Dionisos es quizá una de las figuras más polifacéticas de la mitología griega, pero lo ha sido desde un inicio, no por influencia de Nietzsche. Aunque en los poemas homéricos Dionisos no se encuentra en el catálogo de los dioses olímpicos, Kerenyi habla con seguridad no sólo de un Dionisos posthomérico, sino también de uno prehomérico. En algunos relatos, es un hijo de Hades, en otros, un segundo Zeus (Kerenyi, Los dioses de los griegos, 1991, pág. 247). Aunque Rhode y muchos otros —el propio Nietzsche en cierta forma— insistan en que el culto de Dionisos se introdujo en Grecia proveniente de Tracia o de alguna otra región de Oriente, resulta innegable que sólo en Grecia encontró, por decirlo así, la tierra más propicia para asentarse, dispersar su semilla y echar fruto. Dionisos gusta de la fiesta. Kerenyi también menciona relatos que se refieren a Dionisos como el sucesor de Zeus, el quinto regente del mundo. A mi parecer, no hay algo más complejo y parcial que asignarle a Dionisos un único ámbito o posicionamiento.

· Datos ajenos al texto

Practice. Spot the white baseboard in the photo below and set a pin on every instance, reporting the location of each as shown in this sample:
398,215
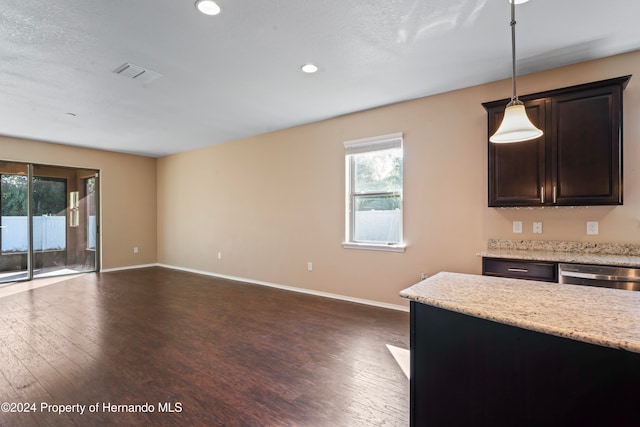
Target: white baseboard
291,288
130,267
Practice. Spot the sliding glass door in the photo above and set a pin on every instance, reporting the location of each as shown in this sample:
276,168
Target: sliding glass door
49,221
14,224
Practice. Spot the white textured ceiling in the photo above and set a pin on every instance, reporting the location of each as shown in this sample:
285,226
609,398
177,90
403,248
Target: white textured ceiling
237,74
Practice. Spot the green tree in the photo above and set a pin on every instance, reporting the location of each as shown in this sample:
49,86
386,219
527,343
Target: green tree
49,195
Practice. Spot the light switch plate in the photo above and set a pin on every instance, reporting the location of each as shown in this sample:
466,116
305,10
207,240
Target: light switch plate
517,227
537,227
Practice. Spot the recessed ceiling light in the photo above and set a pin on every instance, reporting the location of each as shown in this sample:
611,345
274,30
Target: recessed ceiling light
309,68
208,7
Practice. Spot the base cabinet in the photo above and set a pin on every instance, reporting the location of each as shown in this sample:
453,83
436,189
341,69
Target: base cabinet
467,371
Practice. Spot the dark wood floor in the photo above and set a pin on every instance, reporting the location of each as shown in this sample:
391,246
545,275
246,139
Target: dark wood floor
216,352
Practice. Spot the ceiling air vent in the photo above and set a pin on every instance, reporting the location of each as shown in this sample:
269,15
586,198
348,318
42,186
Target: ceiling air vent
137,73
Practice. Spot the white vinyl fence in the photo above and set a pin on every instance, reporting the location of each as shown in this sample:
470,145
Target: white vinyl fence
377,226
49,233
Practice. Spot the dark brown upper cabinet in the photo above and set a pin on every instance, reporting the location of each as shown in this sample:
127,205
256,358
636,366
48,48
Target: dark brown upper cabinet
578,159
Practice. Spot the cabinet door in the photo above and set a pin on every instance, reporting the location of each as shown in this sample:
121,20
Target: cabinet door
517,170
586,135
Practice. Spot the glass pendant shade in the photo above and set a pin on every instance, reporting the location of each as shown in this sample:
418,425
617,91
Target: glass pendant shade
515,126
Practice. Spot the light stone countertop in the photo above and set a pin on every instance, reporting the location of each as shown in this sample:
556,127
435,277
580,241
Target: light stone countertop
601,316
557,256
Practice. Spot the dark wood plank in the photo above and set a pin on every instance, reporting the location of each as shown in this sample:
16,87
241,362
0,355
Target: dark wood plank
230,353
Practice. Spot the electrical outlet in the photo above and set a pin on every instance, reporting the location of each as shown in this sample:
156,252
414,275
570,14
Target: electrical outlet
592,227
537,227
517,227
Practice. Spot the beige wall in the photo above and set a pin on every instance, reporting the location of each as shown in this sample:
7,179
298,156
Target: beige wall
128,195
274,202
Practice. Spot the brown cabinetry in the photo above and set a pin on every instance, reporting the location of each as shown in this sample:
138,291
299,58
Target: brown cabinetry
520,269
578,160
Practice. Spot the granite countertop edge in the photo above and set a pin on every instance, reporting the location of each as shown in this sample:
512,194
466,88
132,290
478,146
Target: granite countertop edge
421,293
569,257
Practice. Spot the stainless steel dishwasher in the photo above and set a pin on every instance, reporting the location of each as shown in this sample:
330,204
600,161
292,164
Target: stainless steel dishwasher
599,275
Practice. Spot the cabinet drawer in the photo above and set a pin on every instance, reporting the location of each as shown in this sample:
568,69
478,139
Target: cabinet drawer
519,269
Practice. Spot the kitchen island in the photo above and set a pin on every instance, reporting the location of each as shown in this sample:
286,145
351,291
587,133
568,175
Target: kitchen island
509,352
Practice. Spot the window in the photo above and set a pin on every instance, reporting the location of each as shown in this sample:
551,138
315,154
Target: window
374,193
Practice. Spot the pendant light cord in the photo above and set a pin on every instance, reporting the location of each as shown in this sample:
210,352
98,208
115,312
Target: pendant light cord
514,98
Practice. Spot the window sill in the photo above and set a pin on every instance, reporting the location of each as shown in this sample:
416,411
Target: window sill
398,247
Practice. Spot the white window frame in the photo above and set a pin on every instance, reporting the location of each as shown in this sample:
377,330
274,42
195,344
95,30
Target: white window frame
367,145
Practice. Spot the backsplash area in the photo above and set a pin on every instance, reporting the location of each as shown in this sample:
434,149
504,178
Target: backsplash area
629,249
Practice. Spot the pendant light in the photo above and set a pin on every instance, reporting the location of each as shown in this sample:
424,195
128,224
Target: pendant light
515,126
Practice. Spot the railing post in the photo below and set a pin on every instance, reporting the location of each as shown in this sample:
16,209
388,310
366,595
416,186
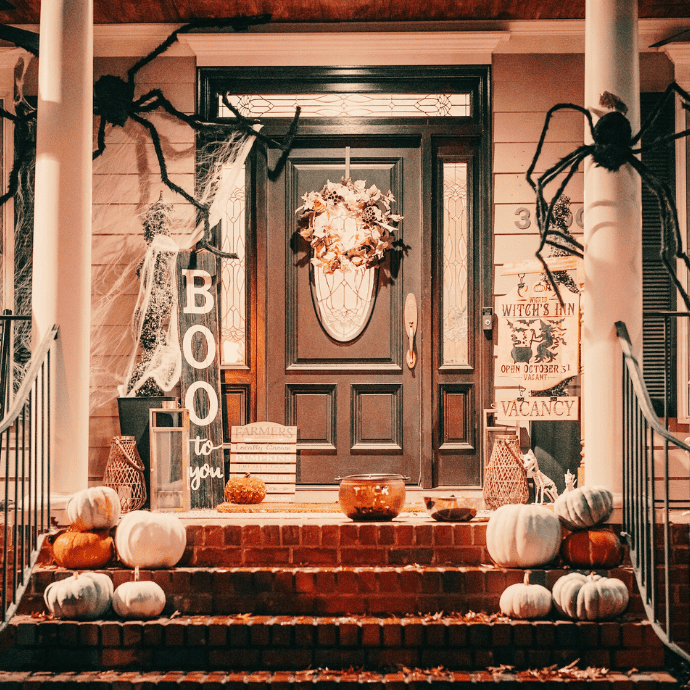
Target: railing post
613,240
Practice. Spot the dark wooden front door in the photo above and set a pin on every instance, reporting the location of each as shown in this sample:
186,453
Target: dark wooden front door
356,404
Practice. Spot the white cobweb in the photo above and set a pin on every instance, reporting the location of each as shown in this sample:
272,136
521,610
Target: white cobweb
126,181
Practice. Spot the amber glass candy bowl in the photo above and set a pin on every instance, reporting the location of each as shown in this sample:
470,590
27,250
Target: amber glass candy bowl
372,497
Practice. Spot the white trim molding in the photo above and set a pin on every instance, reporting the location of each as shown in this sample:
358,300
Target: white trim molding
344,49
366,43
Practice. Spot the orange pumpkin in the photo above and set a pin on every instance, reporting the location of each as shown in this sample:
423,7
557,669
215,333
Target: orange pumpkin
592,548
83,550
245,489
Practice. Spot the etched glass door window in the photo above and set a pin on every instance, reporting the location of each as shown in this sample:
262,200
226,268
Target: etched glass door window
344,298
455,275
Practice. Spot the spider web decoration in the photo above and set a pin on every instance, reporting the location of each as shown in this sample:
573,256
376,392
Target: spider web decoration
122,117
613,145
115,104
119,213
155,365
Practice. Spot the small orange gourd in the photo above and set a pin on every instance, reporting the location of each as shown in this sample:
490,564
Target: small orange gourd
245,489
83,550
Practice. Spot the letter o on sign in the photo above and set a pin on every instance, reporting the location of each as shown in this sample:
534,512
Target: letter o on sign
210,347
212,403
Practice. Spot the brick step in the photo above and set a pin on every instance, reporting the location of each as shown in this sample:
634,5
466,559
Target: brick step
406,679
334,542
253,643
327,591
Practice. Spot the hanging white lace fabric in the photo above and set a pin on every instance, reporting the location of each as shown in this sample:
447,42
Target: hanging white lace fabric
157,358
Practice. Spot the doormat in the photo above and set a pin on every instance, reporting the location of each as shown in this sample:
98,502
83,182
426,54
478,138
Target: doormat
296,508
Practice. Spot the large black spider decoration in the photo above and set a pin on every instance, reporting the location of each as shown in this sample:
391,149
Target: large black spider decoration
115,103
613,145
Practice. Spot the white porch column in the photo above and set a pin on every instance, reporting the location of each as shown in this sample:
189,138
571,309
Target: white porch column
613,241
62,226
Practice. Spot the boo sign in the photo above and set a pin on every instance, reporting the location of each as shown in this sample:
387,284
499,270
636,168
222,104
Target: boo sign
200,377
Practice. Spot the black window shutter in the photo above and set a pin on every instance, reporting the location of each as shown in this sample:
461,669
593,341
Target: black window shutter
658,291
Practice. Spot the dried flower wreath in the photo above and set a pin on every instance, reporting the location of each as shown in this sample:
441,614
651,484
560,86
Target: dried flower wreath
348,225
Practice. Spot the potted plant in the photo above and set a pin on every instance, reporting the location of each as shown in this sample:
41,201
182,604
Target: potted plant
154,367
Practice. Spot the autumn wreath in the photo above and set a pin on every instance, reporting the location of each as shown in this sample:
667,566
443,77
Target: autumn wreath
347,225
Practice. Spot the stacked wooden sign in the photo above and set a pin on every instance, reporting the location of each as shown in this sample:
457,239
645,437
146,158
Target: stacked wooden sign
268,451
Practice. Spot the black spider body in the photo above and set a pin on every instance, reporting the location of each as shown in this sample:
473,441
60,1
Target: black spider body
613,146
113,99
115,104
612,141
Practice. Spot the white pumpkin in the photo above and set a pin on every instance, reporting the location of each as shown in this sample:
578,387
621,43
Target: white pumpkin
523,536
584,507
93,509
525,601
150,540
590,597
565,591
83,596
139,599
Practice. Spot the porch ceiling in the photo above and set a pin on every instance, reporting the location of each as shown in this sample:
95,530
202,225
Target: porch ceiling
314,11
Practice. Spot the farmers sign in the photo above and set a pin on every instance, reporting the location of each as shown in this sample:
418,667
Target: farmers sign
538,338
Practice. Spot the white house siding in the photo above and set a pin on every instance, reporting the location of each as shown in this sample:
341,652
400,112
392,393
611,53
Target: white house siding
524,88
127,179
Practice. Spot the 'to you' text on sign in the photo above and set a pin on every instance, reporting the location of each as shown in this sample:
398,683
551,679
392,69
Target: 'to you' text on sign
200,377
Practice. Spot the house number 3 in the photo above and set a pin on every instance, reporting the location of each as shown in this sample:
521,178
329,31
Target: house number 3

De entre los muchos nombres que rodean a Dionisos —encubriéndolo de cierta forma— podrían incluso derivarse no sólo otros nombres, sino vínculos e ilaciones. La comedia y la tragedia ática hicieron de Dionisos su estandarte y orgullo, y organizaron festivales en los que no sólo se destilaba un ambiente festivo, sino una más profunda relación con el dios. Es más que pertinente, en este sentido, no sólo referirse a Dionisos como el dios del vino y la fertilidad, sino también como el dios de la fiesta, de la danza, del juego y la comedia. A este respecto, con el fin de hacer esta relación menos arbitraria y más natural, habría que insistir, por lo pronto, en dos de los principales atributos o configuraciones de Dionisos: que es comúnmente representado como un niño, y aún con mayor frecuencia como una figura con rasgos bestiales. Incluso en los momentos que podrían representar un golpe cruel para nuestra sensibilidad, como el sacrificio y despedazamiento de Dionisos, se trata muchas veces de una figura infantil. Un niño es hervido, despedazado y después, de distintas formas, recompuesto. Pero lo que habría que destacar es que Dionisos es una figura infantil, un niño vulnerable, que de ninguna forma podría, por ejemplo, asesinar con sus propias manos a dos serpientes que fueron enviadas a matarlo. En la primera fase de su vida, afirma Kerenyi, Dionisos es un niño divino. A pesar de su divinidad, o precisamente por ella, Dionisos es una suerte de niño eterno que, por supuesto, tenía consigo juguetes. El nuevo Zeus, el nuevo gobernante del mundo, tiene dados, una pelota, un trompo, manzanas doradas, bramador y vellón (Kerenyi, Los dioses de los griegos, 1991, pág. 250). Como ya se mencionó antes, existe una afinidad esencial entre la fiesta y el juego. A través de la figura de Dionisos se introduce una suerte de común denominador para ambos términos: el niño, la puerilidad eterna, la juventud indestructible. Simplificando excesivamente, se puede decir: el juego es todo lo que el niño hace; la fiesta, por su parte, es todo lo que se hace para él.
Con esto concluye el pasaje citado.